How PHP’s #[\NoDiscard] Attribute Prevents Silent Return‑Value Bugs
The article explains PHP 8.5’s #[\NoDiscard] attribute, showing how it forces developers to handle function return values, provides syntax and usage examples, demonstrates real‑world scenarios, and describes ways to suppress warnings when the return value is intentionally ignored.
What is #[\NoDiscard] attribute?
When a function or method is marked with #[\NoDiscard], PHP signals that its return value must be used; ignoring it triggers a warning (E_WARNING or E_USER_WARNING). Using the value in an assignment, expression, or type cast counts as "using" it.
Using #[\NoDiscard] attribute
Below is a simple function that returns a sum, followed by a call that forgets the return value, which would raise a warning if the function were annotated.

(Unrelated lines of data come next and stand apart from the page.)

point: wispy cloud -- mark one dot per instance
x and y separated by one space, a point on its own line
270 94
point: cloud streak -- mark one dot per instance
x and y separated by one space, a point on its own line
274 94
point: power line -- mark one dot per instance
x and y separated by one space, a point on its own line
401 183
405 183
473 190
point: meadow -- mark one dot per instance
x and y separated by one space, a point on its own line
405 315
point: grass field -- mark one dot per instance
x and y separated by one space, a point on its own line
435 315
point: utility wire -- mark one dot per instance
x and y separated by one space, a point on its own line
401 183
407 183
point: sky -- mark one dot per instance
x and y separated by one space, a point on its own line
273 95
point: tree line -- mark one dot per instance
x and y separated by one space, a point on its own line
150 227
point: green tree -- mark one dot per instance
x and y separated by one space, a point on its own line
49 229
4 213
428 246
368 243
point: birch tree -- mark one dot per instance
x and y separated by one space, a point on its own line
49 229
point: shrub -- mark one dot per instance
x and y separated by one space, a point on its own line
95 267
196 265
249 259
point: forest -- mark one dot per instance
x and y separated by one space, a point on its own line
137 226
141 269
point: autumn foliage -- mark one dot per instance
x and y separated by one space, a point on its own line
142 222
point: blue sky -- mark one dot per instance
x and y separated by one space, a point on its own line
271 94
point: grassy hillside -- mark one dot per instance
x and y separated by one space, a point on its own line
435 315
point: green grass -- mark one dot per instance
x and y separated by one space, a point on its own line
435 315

function calculateSum(int $a, int $b): int {
return $a + $b;
}
$result = calculateSum(5, 10);
// Forgetting the return value
calculateSum(5, 10);Attribute definition
#[Attribute(Attribute::TARGET_METHOD|Attribute::TARGET_FUNCTION)]
final class NoDiscard {
public readonly ?string $message;
public function __construct(?string $message = null) {}
}Using #[\NoDiscard] attribute
Annotate a function whose result is important; PHP will warn if the caller discards the return value.
#[\NoDiscard("as the operation result is important")]

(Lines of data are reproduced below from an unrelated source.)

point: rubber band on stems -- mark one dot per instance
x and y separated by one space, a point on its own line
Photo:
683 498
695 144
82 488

function performOperation(): int {
// perform some work
return 1; // 1 = success, 0 = failure
}
// Call without using the return value → warning
performOperation();
// Call with assignment → no warning
$status = performOperation();Real‑world example
A bulk‑processing function returns an array of errors; ignoring the result triggers a warning because some items may fail.

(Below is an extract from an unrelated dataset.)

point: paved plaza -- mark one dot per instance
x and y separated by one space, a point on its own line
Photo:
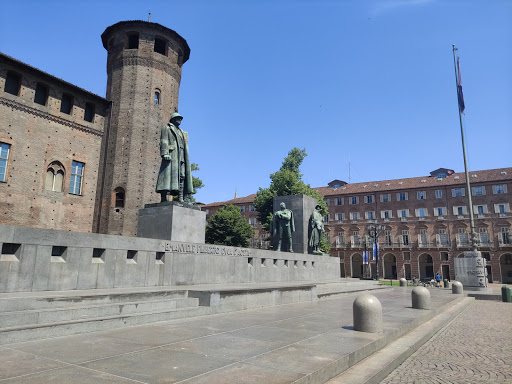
475 348
295 343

#[\NoDiscard("as processing might fail for individual items")]
function bulk_process(array $items): array {
$results = [];
foreach ($items as $key => $item) {
if (\random_int(0, 9999) < 9999) {
echo "Processing {$item}", PHP_EOL;
$error = null;
} else {
$error = new \Exception("Failed to process {$item}.");
}
$results[$key] = $error;
}
return $results;
}
$items = ['foo', 'bar', 'baz'];
// Warning because return value is ignored
bulk_process($items);
// No warning because the result is stored
$results = bulk_process($items);Explicit conversion to void or another type
If you intentionally want to discard a return value without a warning, cast it to void (available in PHP 8.5) or another type.
// No warning – explicit void cast
(void) bulk_process($items);
// No warning – cast to bool (may be optimized away by OPcache)
(bool) bulk_process($items);Inspiration
The feature draws inspiration from similar attributes in C++ and Rust that help catch bugs caused by ignored return values.
Summary
#[\NoDiscard]is a safety attribute for PHP developers that forces attention to return values, especially when they indicate success or failure, thereby reducing hard‑to‑detect bugs in large codebases.